Open alexbarta opened 5 years ago
Could this be that these are large files? Can you check in k8s if the file size changes during the copy?
well the schema has only a few records since I'm trying on a test minimal installation, if a do a du on the minio folder the total is less than 13M
du -skh minio/storage/db-backup/cassandra/cfs/thingsboard-cluster/thingsboard/e9bce4/20190112212203/*
3.4M minio/storage/db-backup/cassandra/cfs/thingsboard-cluster/thingsboard/e9bce4/20190112212203/cassandra-0
3.4M minio/storage/db-backup/cassandra/cfs/thingsboard-cluster/thingsboard/e9bce4/20190112212203/cassandra-1
3.4M minio/storage/db-backup/cassandra/cfs/thingsboard-cluster/thingsboard/e9bce4/20190112212203/cassandra-2
btw I'm running kubernetes v1.11.5 with flannel host-gw setup
on cassandra-0 the total data amounts to:
sudo du -skh /mnt/disks/cassandra/data/thingsboard
9.4M /mnt/disks/cassandra/data/thingsboard
same on the other nodes
Lets try to narrow this down. Can you try to do a copy from minio to k8s using skbn?
Sure give a minute
ok skbn seems to be working properly
created a file on minio
sudo dd if=/dev/zero of=/mnt/NAS/repo/mounts/minio/storage/db-backup/abigfile bs=1M count=1024
1024+0 records in
1024+0 records out
1073741824 bytes (1.1 GB) copied, 2.50469 s, 429 MB/s
Run skbn to copy that file into k8s container
kubectl run cassandra-restore --rm --serviceaccount='cassandra-backup' -i --tty --restart=Never --image-pull-policy=IfNotPresent --image nuvo/skbn --env 'AWS_ACCESS_KEY_ID=admin' --env 'AWS_SECRET_ACCESS_KEY=*****' --env 'AWS_S3_NO_SSL=true' --env 'AWS_S3_FORCE_PATH_STYLE=true' --env 'AWS_S3_ENDPOINT=http://minio-svc.cfs.svc.cluster.local:9000' --command -- sh
If you don't see a command prompt, try pressing enter.
~ $
~ $ skbn cp --src s3://db-backup/abigfile --dst k8s://cfs/cassandra-0/cassandra/cassandra_data
2019/01/13 16:02:54 [1/1] copy: s3://db-backup/abigfile -> k8s://cfs/cassandra-0/cassandra/cassandra_data
2019/01/13 16:03:00 [1/1] done: s3://db-backup/abigfile -> k8s://cfs/cassandra-0/cassandra/cassandra_data
Check the file copied
md5sum /mnt/disks/cassandra/stdin
cd573cfaace07e7949bc0c46028904ff /mnt/disks/cassandra/stdin
md5sum /mnt/NAS/repo/mounts/minio/storage/db-backup/abigfile
cd573cfaace07e7949bc0c46028904ff /mnt/NAS/repo/mounts/minio/storage/db-backup/abigfile
Maor, looking at your skbn PerformCopy code
https://github.com/nuvo/skbn/blob/42781bdb9d5cd81fcda5a6ac44a17e0480fb0e94/pkg/skbn/skbn.go#L139
I see you are using nio buffers, maybe the hang process is due to some race condition provoked by the goroutines pipew and piper. Probably converting piper goroutine to a standard function could be a good test to see if that is the cause..

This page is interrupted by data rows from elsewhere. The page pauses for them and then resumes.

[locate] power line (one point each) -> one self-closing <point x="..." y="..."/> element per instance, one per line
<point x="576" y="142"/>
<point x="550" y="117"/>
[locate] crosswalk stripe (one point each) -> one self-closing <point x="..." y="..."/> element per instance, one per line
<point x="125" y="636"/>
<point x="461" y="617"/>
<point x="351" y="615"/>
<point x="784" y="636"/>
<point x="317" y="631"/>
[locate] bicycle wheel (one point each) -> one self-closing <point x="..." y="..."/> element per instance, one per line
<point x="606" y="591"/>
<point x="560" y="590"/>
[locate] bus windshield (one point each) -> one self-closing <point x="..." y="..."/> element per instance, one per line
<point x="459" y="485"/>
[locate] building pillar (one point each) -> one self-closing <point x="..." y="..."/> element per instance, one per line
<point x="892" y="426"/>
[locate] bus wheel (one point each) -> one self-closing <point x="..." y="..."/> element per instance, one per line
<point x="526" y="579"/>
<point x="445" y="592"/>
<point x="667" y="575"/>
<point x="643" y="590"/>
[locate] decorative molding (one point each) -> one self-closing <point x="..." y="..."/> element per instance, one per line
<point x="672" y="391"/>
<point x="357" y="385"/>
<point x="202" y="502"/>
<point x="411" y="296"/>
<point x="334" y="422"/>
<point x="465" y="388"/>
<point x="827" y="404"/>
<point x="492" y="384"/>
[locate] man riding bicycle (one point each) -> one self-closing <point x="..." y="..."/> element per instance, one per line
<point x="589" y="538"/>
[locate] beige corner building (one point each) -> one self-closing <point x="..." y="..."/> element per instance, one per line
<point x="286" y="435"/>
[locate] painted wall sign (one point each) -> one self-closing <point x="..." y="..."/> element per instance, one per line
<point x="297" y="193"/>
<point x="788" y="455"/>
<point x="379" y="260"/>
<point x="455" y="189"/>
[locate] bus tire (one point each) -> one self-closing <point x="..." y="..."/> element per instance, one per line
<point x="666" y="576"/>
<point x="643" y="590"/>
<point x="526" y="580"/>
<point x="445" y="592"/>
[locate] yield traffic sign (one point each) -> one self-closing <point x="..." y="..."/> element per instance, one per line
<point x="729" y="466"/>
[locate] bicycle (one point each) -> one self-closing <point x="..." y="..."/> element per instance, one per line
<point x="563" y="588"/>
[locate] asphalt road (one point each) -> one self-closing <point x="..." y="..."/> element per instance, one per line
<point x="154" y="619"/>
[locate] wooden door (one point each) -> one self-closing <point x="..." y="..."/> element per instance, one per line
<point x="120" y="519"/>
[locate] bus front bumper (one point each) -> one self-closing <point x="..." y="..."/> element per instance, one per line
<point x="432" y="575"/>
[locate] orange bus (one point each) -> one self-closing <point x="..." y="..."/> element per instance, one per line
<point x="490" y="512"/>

When cain gets stuck I can only see "copy:" log output, the instead "done:" never appears.
What do you think?
These routines are running concurrently, allowing copy to be done using a pipe. This has to be 2 goroutines...
See nuvo/skbn#3 for details
Then the stuck is either in Download/Upload functions..
Probably in download. Can you try the same again, but with a file that gets stuck?
Unfortunately is not a particular file, when running cain it randomly stops every time on different ( very small ) files. Only a couple of times It did finish the job.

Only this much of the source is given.